She was the former Rosemary Cecil [Rosie] Pawle, one of the two
daughters of Brigadier-General Hanbury Pawle, CBE, TD, DL [1886-1972],
of Ware, Hertfordshire, by his wife, the former Mary Cecil
Hughes-Hallett [d. 1971], and was a granddaughter of Norton Joseph
Hughes-Hallett [1854-1938], head of that landed family, by his wife
Alice Louisa Denton [a descendant of the Barons St John of Bletso].
Her first marriage was to Group Capt Peter Townsend, CVO, DSO, DFC.
Townsend had been appointed to the staff of King George VI early in
1944, when a new policy was introduced of honouring officers who had
distinguished themselves during World War II. Prior to this all the
sovereign's equerries had been chosen on a personal basis. The new
system catered for temporary appointments, originally intended to last
for three months.
"If you don't find the idea particularly revolting," Air Chief Marshal
Sir Charles Portal, Chief of the Air Staff, told Townsend, "I propose
recommending you..." Waiting outside the Air Ministry building in
Whitehall that day as her husband learned of his royal appointment was
Rosemary Townsend, who, according to Princess Margaret's biographer,
when told of Portal's proposal exclaimed: "We're made."
"It was natural... for her to be glad," Townsend wrote in his
autobiography 30 years later, "but how tragically mistaken she was.
For from now on we were destined, as a married couple, to be
"un-made". The "un-making" of the Townsend marriage effectively began
in March, 1944, when her husband arrived at Buckingham Palace to take
up his duties.
On 20 December, 1952, a brief notice appeared in some of the
newspapers: "Group Capt Peter Townsend...was granted a decree nisi in
the Divorce Court yesterday on the grounds of misconduct by his wife
Cecil Rosemary.
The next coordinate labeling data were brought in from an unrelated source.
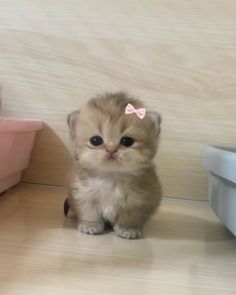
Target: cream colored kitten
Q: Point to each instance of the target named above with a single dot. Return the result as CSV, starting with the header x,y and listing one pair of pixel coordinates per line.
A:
x,y
114,178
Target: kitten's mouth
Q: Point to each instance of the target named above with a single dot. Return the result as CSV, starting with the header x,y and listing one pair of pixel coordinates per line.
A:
x,y
111,158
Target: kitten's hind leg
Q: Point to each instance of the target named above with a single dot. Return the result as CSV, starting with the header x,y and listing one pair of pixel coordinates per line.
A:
x,y
128,233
John de Laszlo, an export merchant, and son of the
famous portrait painter, was cited as co-respondent..."
Townsends prolonged absences during the 8 years he had served George
VI and Elizabeth II had imposed an intolerable strain on the marriage.
Rosemary Townsend and de Laszlo married but later divorced [he died in
1990], and in 1978, she married as her third husband [and his third
wife], Henry, 5th Marquess Camden [1899-1983], Gold Staff Officer at
the Coronation of King George VI.
Rosemary Camden leaves two sons from her marriage to Townsend, Giles
and Hugo. Giles married a Craven-Smith-Milnes [of that landed family],
and Hugo [who was born in 1945] married, in 1994, Princess Yolande
Marie Gabrielle de Ligne.
Rosemary's death notice also says she is the mother of Charlotte and
Piers...children of her second marriage to Mr de Laszlo ?
The funeral service takes place at Chelsea Old Church, London SW3, on
Wednesday 10 March, 2004.
Sources: Daily Telegraph 2 March, 2004; Princess Margaret, a biography
by Christopher Warwick.
-- Michael [please delete x to e-mail me]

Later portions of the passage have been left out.